Backpropagating Through the Network

We briefly discussed forward propagation so let’s talk about its opposite: backward propagation (or backpropagation for short). The backpropagation procedure entails calculating the error between the predicted output and the actual target output while passing on information in reverse through the feedforward network, starting from the last layer and moving towards the first.⁶ Backpropagation utilizes the chain rule in calculus to calculate the partial derivatives of the weights in each layer (the gradient of the loss function for each weight). Through fine-tuning a neural network’s weights and biases, backpropagation can minimize the cost function by moving these parameters in the opposite direction of the gradient and towards the minimum. In essence, backpropagation is like checking your work on a math problem each step of the way and correcting earlier mistakes based on the final answer.

Figure 10. An example neural network with input, hidden, and output layers showing forward propagation moving from input to output and backward propagation moving from output back to input. (Credit: Inna Logunova)

Summary

In this post, we covered quite a lot: perceptrons, NAND gates, sigmoid neurons, sigmoid functions, architecture/layers, gradient descent, types of a gradient descent, forward propagation, and backward propagation.
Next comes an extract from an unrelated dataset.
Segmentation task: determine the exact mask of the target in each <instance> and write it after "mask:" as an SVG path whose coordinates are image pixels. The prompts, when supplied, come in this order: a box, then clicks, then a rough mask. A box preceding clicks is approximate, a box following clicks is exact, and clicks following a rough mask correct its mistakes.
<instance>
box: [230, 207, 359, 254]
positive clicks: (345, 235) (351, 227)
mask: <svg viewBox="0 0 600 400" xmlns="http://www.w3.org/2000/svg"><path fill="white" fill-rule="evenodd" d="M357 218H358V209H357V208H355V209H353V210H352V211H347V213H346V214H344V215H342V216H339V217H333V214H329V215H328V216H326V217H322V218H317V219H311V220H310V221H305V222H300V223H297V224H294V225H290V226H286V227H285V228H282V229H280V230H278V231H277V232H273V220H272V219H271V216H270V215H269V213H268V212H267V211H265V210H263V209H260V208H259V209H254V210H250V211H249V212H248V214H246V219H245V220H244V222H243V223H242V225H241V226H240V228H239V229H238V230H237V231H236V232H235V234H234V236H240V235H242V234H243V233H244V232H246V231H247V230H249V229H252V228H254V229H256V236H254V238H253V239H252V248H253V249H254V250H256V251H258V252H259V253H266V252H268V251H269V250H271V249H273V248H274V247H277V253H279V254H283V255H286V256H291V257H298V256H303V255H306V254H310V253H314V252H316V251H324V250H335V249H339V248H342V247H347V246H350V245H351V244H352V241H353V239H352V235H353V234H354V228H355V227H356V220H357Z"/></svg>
I hope you found this post engaging and insightful. I sincerely appreciate you taking the time out of your busy schedule to read it. Stay tuned for part 2 where we’ll take everything we’ve learned and build a neural network that detects galaxies from scratch in Python!

References

¹Lee, F. (2025, November 17). What is a neural network?. IBM. https://www.ibm.com/think/topics/neural-networks

²Nielsen, M. (2019, December). Neural Networks and Deep Learning. http://neuralnetworksanddeeplearning.com/

³3Blue1Brown. (n.d.). Essence of Linear Algebra [Playlist]. YouTube. Retrieved January 31, 2026, from https://www.youtube.com/playlist?list=PLZHQObOWTQDPD3MizzM2xVFitgF8hE_ab

⁴Sigmoid Function. (2025, July 23). GeeksforGeeks. https://www.geeksforgeeks.org/machine-learning/derivative-of-the-sigmoid-function/

⁵Donges, N. (2024, August 1). Gradient Descent in Machine Learning: A Basic Introduction. Built In. https://builtin.com/data-science/gradient-descent

⁶Logunova, I. (2023, December 18). Backpropagation in Neural Networks. Serokell Software Development Company. https://serokell.io/blog/understanding-backpropagation

Glossary

Rather than reinvent the glossary wheel, see Google’s ML Glossary for a comprehensive glossary of machine learning terms.